Kristin Matthew Ward
Kristin Matthew Ward

By Joe Johnson

Convicted of child molestation in 2018, a former Athens-Clarke County police officer is now gearing up for a new trial .

Kris Ward successfully appealed the conviction on grounds that prosecutors improperly used immunized statements he had made to superiors during a police internal affairs investigation.

Now 36 years old, Ward was released from prison in January 2021, after serving just three years of a 55-year sentence.

Although there is no law or standing rule, criminal cases involving police officers are typically prosecuted by a district attorney from outside the judicial circuit where the officers are employed.

Ward’s case was initially prosecuted by the Piedmont Circuit district attorney and the new trial is being handled by the Alcovy Circuit.

District Attorney Randy McGinley this week said that a status conference will be held in October with Western Judicial Circuit Chief Judge Lisa Lott to decide on a timetable for the new trial.

According to court records, Ward was a senior police officer with ACCPD when arrested in 2015 for allegedly sexually molesting a 13-year-old boy who was under his supervision a cadet in the Civil Air Patrol at Athens-Ben Epps Airport.

The officer was commander of the youth group,

He reportedly spent a lot of time with the victim and the boy’s twin brother outside of the Civil Air Patrol, playing video games at his apartment and having them for sleepovers,

The records show that Ward frequently took the boys out to dinner, gave them gifts and even brought them on trips to Savannah and San Francisco.

The alleged molestations occurred while the three of them watched television in the officer’s darkened home.

The victim eventually told his parents what had been going on, and he subsequently underwent psychological counseling and the incidents were reported to the police.

The case was referred to the Georgia Bureau of Investigation for an independent review of the facts and an internal affairs investigation was launched by the police department to determine Ward’s continued employment.

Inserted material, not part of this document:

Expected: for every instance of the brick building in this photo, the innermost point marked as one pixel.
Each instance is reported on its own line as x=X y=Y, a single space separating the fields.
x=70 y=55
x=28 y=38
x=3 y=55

After a trial in March 2018, a jury found Ward guilty of child molestation, enticing a child for indecent purposes and violating his oath as a police officer. He was acquitted him of the more serious charge of aggravated sexual battery.

Statements that Ward had made during the internal affairs probe were considered to have been coerced and were therefore excluded as evidence in the trial.

However, his attorney argued that prosecutors had improperly used the protected statements for trial preparation, and the Georgia Court of Appeals agreed and remanded the case back to Superior Court for a new trial.